C’est un vieux, c’est un intangible principe révolutionnaire, que la démocratie avance lorsque ceux qui ne sont rien dans l’ordre politique découvrent qu’ils sont tout dans l’ordre social. Alors, on revendique de revoir la hiérarchie des métiers, de corriger l’échelle des revenus. Dans un pays qui cherche à rouvrir les voies du bonheur commun, il n’y a sans doute pas de priorité plus urgente, parmi toutes les mesures qui devraient être prises pour remettre à l’endroit ce qui a été mis sens dessus dessous, pour ramener un peu de décence là où l’obscénité a tenu lieu de morale commune.
Si légitimes soient elles, ces aspirations resteront lettre morte aussi longtemps que nous serons sous l’emprise des prestidigitateurs. Il est écrit qu’il n’y aura pas de véritable tournant social s’il n’y a pas de véritable tournant démocratique. Alors que, dans les prochains mois, toute notre attention sera happée par l’urgence, nous devons recommencer dès maintenant à marteler ce message.

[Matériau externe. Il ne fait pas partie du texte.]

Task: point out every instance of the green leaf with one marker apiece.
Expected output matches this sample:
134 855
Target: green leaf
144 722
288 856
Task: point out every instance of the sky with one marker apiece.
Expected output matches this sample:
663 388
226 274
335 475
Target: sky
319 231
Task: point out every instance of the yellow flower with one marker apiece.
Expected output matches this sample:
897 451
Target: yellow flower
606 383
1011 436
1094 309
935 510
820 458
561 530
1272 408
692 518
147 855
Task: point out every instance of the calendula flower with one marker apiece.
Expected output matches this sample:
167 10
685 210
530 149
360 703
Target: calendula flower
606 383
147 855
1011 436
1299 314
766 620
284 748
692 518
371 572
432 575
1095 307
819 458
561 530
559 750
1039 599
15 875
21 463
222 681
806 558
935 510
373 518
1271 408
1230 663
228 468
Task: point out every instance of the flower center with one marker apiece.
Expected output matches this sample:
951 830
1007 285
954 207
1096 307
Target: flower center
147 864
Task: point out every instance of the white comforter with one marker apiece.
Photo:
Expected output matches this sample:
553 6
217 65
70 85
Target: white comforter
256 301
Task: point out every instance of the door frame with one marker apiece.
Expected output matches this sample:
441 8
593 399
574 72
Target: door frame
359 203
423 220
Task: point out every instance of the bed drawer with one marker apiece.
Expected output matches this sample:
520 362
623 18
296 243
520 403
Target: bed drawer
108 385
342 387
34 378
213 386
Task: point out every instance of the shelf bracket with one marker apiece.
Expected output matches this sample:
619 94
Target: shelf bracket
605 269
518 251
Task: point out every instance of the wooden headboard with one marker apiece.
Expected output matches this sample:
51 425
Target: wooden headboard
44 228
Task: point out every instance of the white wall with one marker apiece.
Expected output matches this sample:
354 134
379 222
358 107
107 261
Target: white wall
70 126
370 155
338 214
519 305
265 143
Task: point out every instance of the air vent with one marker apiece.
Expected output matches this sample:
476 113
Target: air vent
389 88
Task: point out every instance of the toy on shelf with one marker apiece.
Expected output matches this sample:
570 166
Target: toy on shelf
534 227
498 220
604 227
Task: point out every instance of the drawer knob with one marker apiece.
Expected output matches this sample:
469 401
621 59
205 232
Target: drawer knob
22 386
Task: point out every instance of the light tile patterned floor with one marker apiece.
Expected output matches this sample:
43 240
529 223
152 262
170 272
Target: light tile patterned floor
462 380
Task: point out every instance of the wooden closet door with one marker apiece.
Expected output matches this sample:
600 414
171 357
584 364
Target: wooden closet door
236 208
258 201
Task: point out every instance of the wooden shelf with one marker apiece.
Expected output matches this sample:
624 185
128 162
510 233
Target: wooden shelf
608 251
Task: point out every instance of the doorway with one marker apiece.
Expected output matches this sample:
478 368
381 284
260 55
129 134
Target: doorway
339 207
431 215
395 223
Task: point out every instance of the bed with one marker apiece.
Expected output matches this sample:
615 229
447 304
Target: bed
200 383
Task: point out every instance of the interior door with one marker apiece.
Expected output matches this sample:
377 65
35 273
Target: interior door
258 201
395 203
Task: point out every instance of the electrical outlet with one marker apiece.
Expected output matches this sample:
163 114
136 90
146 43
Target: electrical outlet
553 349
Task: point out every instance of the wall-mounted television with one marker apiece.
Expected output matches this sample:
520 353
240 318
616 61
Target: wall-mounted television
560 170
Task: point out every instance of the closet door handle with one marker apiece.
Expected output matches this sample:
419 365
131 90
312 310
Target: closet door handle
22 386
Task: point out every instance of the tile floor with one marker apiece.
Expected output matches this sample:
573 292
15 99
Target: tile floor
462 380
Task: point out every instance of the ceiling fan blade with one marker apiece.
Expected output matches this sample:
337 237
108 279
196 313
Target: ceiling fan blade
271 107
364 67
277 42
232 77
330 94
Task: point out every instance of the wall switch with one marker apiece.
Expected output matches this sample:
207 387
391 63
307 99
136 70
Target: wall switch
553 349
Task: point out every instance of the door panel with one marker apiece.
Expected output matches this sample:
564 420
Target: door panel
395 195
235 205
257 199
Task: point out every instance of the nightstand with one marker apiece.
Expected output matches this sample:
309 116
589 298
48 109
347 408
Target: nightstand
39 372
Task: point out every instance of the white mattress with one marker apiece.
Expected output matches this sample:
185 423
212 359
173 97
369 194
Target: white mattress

Ne laissons pas s’éteindre le combat des Gilets jaunes au moment où il devrait être celui de la société tout entière. Le RIC est la forme la plus nécessaire de l’évolution démocratique, avec son corolaire qu’est le référendum révocatoire. Elle n’est pas la seule : le tirage au sort, le municipalisme sont des manières complémentaires de rendre la souveraineté populaire effective, à tous les niveaux, avec une représentation nationale renouvelée et dotée de vrais pouvoirs législatifs et de contrôle. Les voies et moyens de la démocratie sont multiples, mais son principe est unique : refuser la charité, revendiquer la citoyenneté.
Cette tribune a été publiée le 5 avril 2020 sur le site ami Quartier Général, sous le titre « Nous voulons la révolution citoyenne, pas la charité ».